Interview swissinfo, Norma Dominguez, Buenos Aires

Pablo Alabarces est né en 1961 en Argentine. Il a une licence en Lettres, une maîtrise en sociologie des cultures populaires et est docteur en philosophie (Universite de Brighton, GB).

Ses travaux portent sur la sociologie de la culture avec une spécialisation en cultures populaires de l’Amérique Latine, entre autres le rock et le football.

A la Faculté des sciences sociales de l’Université de Buenos Aires, il est en charge des études postgrades au niveau administratif, et est professeur titulaire du séminaire «Culture populaire et culture de masse» de cette université.

Il est également l’auteur de plusieurs livres, parmi lesquels:

– «Futbol y patria. El futbol y las narrativas de la nacion argentina», (Football et patrie. Le football et les représentations de la nation en Argentine), 2002.

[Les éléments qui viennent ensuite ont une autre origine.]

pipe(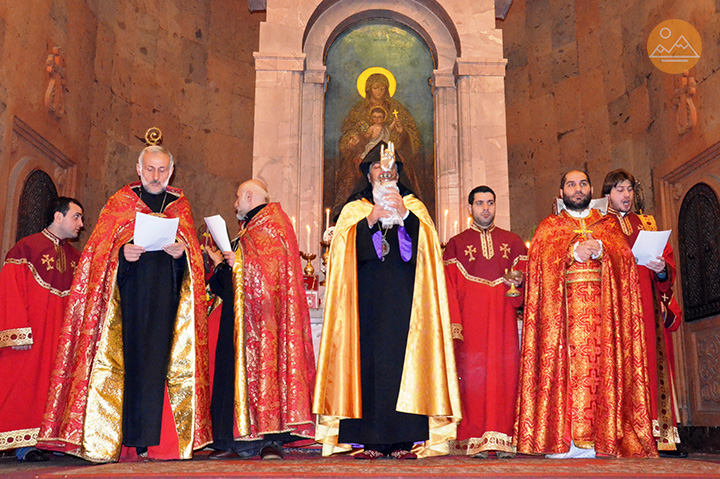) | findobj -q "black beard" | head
[563,193,591,211]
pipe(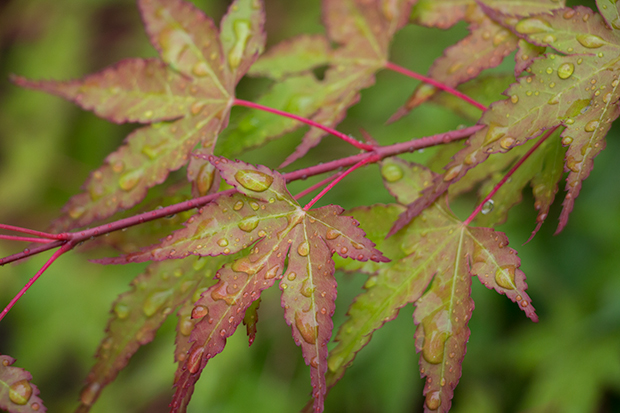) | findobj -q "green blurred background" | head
[0,0,620,413]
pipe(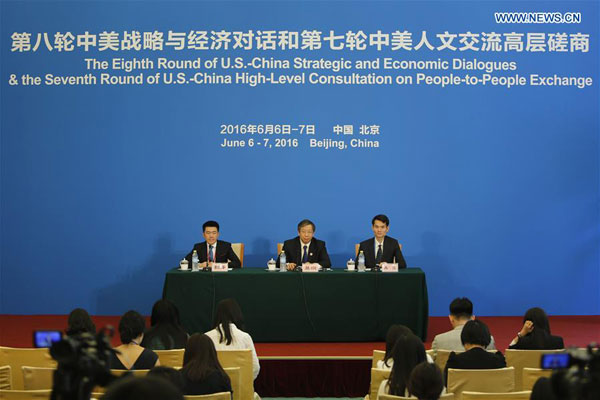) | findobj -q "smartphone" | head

– «Futbologias, Futbol, identidad y violencia en America Latina», compilacion (Footballogie, football, identité et violence en Amérique Latine), 2003.

– «Cronicas del aguante, Futbol, violencia et politica» (Chroniques de l’endurance, football, violence et politique), 2004.

– «Hinchadas» (Supporters), 2005

La violence dans le football européen a des antécédents historiques, avec des aspects politiques et régionalistes.

Le Real Madrid a toujours été associé au franquisme, Le Chelsea et le Lazio de Rome à l’extrême-droite.

En Angleterre lors de chaque rencontre avec les Allemands, les hooligans crient «Deux guerres mondiales, un championnat du monde».

Le début de l’hooliganisme anglais date de la fin des années 60, époque où apparaissent en Argentine les «barras bravas» (en 1967).

A travers Diego Maradona, figure emblématique du Napoli dans les années 80 et 90, l’Argentine découvre la lutte entre le nord et le sud italiens.

En Hollande également, les affrontements entre l’Ajax Amsterdam et le Feyenoord de Rotterdam sont quotidiens.